Identifying true positive variants in genome-wide associations (GWA) depends on several factors, including the number of genotyped individuals. The limited dimensionality of genomic information may give insights into the optimal number of individuals to be used in GWA. This study investigated different discovery set sizes based on the number of largest eigenvalues explaining a certain proportion of variance in the genomic relationship matrix (G). In addition, we investigated the impact on the prediction accuracy by adding variants, which were selected based on different set sizes, to the regular single nucleotide polymorphism (SNP) chips used for genomic prediction.
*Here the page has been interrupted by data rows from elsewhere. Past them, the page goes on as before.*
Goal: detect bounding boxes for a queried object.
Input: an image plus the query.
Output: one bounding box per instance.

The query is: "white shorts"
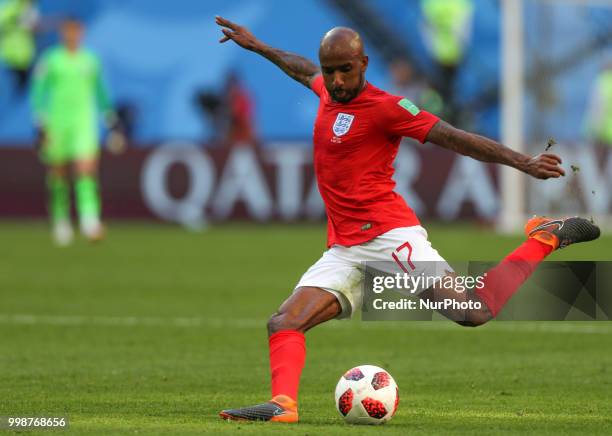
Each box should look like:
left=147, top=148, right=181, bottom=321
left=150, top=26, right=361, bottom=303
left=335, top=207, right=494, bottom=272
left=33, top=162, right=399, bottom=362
left=294, top=226, right=453, bottom=318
We simulated sequence data that included 500k SNPs with 200 or 2000 quantitative trait nucleotides (QTN). A regular 50k panel included one in every ten simulated SNPs. Effective population size (Ne) was set to 20 or 200. GWA were performed using a number of genotyped animals equivalent to the number of largest eigenvalues of G (EIG) explaining 50, 60, 70, 80, 90, 95, 98, and 99% of the variance. In addition, the largest discovery set consisted of 30k genotyped animals. Limited or extensive phenotypic information was mimicked by changing the trait heritability. Significant and large-effect size SNPs were added to the 50k panel and used for single-step genomic best linear unbiased prediction (ssGBLUP).
Using a number of genotyped animals corresponding to at least EIG98 allowed the identification of QTN with the largest effect sizes when Ne was large. Populations with smaller Ne required more than EIG98. Furthermore, including genotyped animals with a higher reliability (i.e., a higher trait heritability) improved the identification of the most informative QTN. Prediction accuracy was highest when the significant or the large-effect SNPs representing twice the number of simulated QTN were added to the 50k panel.
Accurately identifying causative variants from sequence data depends on the effective population size and, therefore, on the dimensionality of genomic information. This dimensionality can help identify the most suitable sample size for GWA and could be considered for variant selection, especially when resources are restricted. Even when variants are accurately identified, their inclusion in prediction models has limited benefits.
在全基因组关联分析(GWA)中确定真正的阳性变体取决于多个因素,包括基因分型个体的数量。基因组信息的有限维度可能会深入了解 GWA 中使用的最佳个体数量。本研究基于解释基因组关系矩阵(G)中某个比例方差的最大特征值的数量,研究了不同的发现集大小。此外,我们还研究了通过向常规单核苷酸多态性(SNP)芯片中添加基于不同集大小选择的变体对预测准确性的影响,这些变体用于基因组预测。
我们模拟了包含 500k 个 SNP 和 200 或 2000 个数量性状核苷酸(QTN)的序列数据。常规的 50k 面板包含模拟 SNP 的每十个之一。有效群体大小(Ne)设定为 20 或 200。使用与 G 的最大特征值(EIG)数量相当的基因分型动物数量进行 GWA,这些特征值解释了方差的 50%、60%、70%、80%、90%、95%、98%和 99%。此外,最大的发现集由 30k 个基因分型动物组成。通过改变性状遗传力来模拟有限或广泛的表型信息。将显著和大效应大小的 SNP 添加到 50k 面板中,并用于一步基因组最佳线性无偏预测(ssGBLUP)。
当 Ne 较大时,使用至少对应于 EIG98 的基因分型动物数量可以识别具有最大效应大小的 QTN。Ne 较小的群体需要超过 EIG98。此外,包含可靠性更高(即性状遗传力更高)的基因分型动物可以提高对最具信息量的 QTN 的识别。当将代表模拟 QTN 两倍数量的显著或大效应 SNP 添加到 50k 面板中时,预测准确性最高。
从序列数据中准确识别因果变异取决于有效群体大小,因此取决于基因组信息的维度。这种维度可以帮助确定 GWA 最适合的样本量,并可用于变体选择,特别是在资源有限的情况下。即使准确地识别了变体,它们在预测模型中的包含也只有有限的益处。